Discount points, also called mortgage points or simply points, are a form of pre-paid interest available in the United States when arranging a mortgage. One point equals one percent of the loan amount. By charging a borrower points, a lender effectively increases the yield on the loan above the amount of the stated interest rate. Borrowers can offer to pay a lender points as a method to reduce the interest rate on the loan, thus obtaining a lower monthly payment in exchange for this up-front payment. For each point purchased, the loan rate is typically reduced by anywhere from 1/8% (0.125%) to 1/4% (0.25%).

Selling the property or refinancing prior to this break-even point will result in a net financial loss for the buyer while keeping the loan for longer than this break-even point will result in a net financial savings for the buyer. Accordingly, if the intention is to buy and sell the property or refinance, paying points will cost more than just paying the higher interest rate.

Points may also be purchased to reduce the monthly payment for the purpose of qualifying for a loan. Loan qualification based on monthly income versus the monthly loan payment may sometimes only be achievable by reducing the monthly payment through the purchasing of points to buy down the interest rate, thereby reducing the monthly loan payment.

Discount points may be different from an origination fee, mortgage arrangement fee, or broker fee. Discount points are always used to buy down the interest rate, while origination fees are sometimes administrative fees the lender charges for the loan, or sometimes just another term for buying down the rate. Origination fees and discount points are both listed under lender charges on the Closing Disclosure (which replaced the HUD-1 Settlement Statement for most U.S. mortgages in 2015).

The difference in savings over the life of the loan can make paying points a benefit to the borrower. Any significant changes in fees must be re-disclosed in a revised Loan Estimate (which replaced the good faith estimate or GFE in 2015).

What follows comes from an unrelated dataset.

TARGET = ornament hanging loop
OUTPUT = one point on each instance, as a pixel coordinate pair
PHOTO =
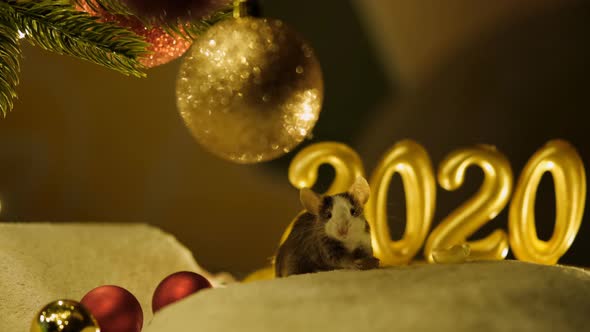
(245, 8)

Also directly related to points is the concept of the 'no closing cost loan', in which the consumer accepts a higher interest rate in return for the lender paying the loan's closing costs up front. In some cases, a purchaser can negotiate with the seller to get them to pay seller's points which can be used to pay mortgage points.

== Service release premium ==

A service release premium (SRP) is the payment received by a lending institution, such as a bank or retail mortgage lender, on the sale of a closed mortgage loan to the secondary mortgage market. The secondary mortgage market purchaser is typically a Wall Street investment bank, Fannie Mae, Freddie Mac, or Ginnie Mae, as the first step in the creation of a mortgage-backed security (MBS). Today, virtually all mortgages closed are purchased by the US government through the GSE Mortgage Backed Securities Purchase Program.

The amount of SRP paid is based on the market value of the mortgage note, influenced by several key variables, such as interest rate, loan type, margin (for ARM loans), and the inclusion or exclusion of other items such as prepayment penalties. Also considered are the loan's LTV (loan to value), the borrower's credit score, the presence of private mortgage insurance (PMI), pre-payment risk of the borrower and other factors beyond the scope of this article.

Since servicing was brought on balance sheet by all lenders there has been consolidation in the servicing market because many servicers believed that they could cross sell their products through servicing portfolios. While this strategy hasn't been as profitable as many would have thought it has worked well for some. These servicers therefore paid a premium for servicing compared to its present value.